Posterior segment eye diseases, including age-related macular degeneration and diabetic retinopathy, remain significant causes of vision loss worldwide. Current treatment modalities often involve frequent intravitreal injections, creating substantial burden for patients and healthcare systems while increasing risks of injection-related complications. We have developed photo-responsive plasmonic nanocomposites capable of on-demand, controlled release of therapeutic agents within the vitreous humor following a single administration, with subsequent light-triggered activation using safe, trans-corneal illumination. These nanocomposites consist of gold nanorods embedded within a thermosensitive polymer matrix containing anti-Vascular Endothelial Growth Factor (anti-VEGF) antibodies, creating a system responsive to near-infrared light that penetrates ocular tissues without causing photochemical damage.

The nanocomposites were synthesized through a thermally induced phase separation process, creating a porous matrix approximately 200 μm in diameter with uniform distribution of gold nanorods throughout the structure. The plasmonic nanorods, with aspect ratios carefully tuned to exhibit absorption maxima at 810 nm, function as efficient photo-thermal transducers that convert near-infrared light to localized heat. The surrounding polymer matrix consists of a poly(N-isopropylacrylamide) derivative exhibiting a volume phase transition at approximately 39°C-slightly above ocular temperature but readily achievable through moderate photothermal heating. This transition causes temporary matrix contraction, creating pressure gradients that facilitate controlled release of the incorporated anti-VEGF antibodies. Surface modification with poly (ethylene glycol) chains prevents protein adsorption and cellular adhesion, while incorporation of fluorescent reporters enables non-invasive monitoring of implant integrity and drug release through standard ophthalmic imaging techniques.
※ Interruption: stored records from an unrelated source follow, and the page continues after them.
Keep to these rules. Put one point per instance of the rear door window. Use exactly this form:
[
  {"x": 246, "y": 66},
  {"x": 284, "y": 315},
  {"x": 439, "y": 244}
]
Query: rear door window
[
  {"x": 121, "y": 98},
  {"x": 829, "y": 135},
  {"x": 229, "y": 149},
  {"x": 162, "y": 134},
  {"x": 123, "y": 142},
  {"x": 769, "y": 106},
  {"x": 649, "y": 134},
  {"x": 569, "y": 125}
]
In vitro characterization demonstrated precise control over release kinetics, with approximately 25% of the incorporated antibody released following each 5-minute illumination session (810 nm, 200 mW/cm²) with minimal passive leakage (<5% over 30 days) in the absence of light activation. The released antibody maintained full structural integrity and binding efficacy as confirmed by enzyme-linked immunosorbent assays and cell-based VEGF inhibition studies. Thermal modeling and experimental validation confirmed that the temperature increases remained localized to the immediate vicinity of the nanocomposite, with surrounding vitreous temperature elevations limited to less than 2^°C during typical activation parameters, well below thresholds associated with thermal damage to ocular tissues.

In vivo evaluation in a rabbit model of choroidal neovascularization demonstrated successful implantation through a standard 25-gauge intravitreal injection system, with optical coherence tomography confirming stable positioning within the vitreous cavity. Transcorneal illumination using a slit-lamp adapted with an 810 nm diode laser successfully triggered antibody release, with vitreous sampling confirming antibody concentrations within the therapeutic range following each activation session. Serial fundus photography and fluorescein angiography demonstrated significant regression of neovascular lesions following four weekly activation sessions, with efficacy comparable to monthly intravitreal injections of equivalent anti-VEGF antibody doses.

Conclusion

Safety assessment through electroretinography and histopathological analysis revealed no evidence of retinal toxicity or inflammatory responses throughout the 6-month observation period. Intraocular pressure remained within normal limits, and comprehensive ophthalmic examination showed no evidence of cataract formation, vitreal opacities, or other adverse effects. Biodegradation studies demonstrated gradual dissolution of the polymer matrix over approximately 8 months, with complete clearance of all components through normal ocular outflow pathways. This photoresponsive plasmonic nanocomposite represents a promising approach for reducing treatment burden in chronic retinal disorders, potentially enabling several months of therapy from a single intravitreal procedure with non-invasive, on-demand control over drug release kinetics.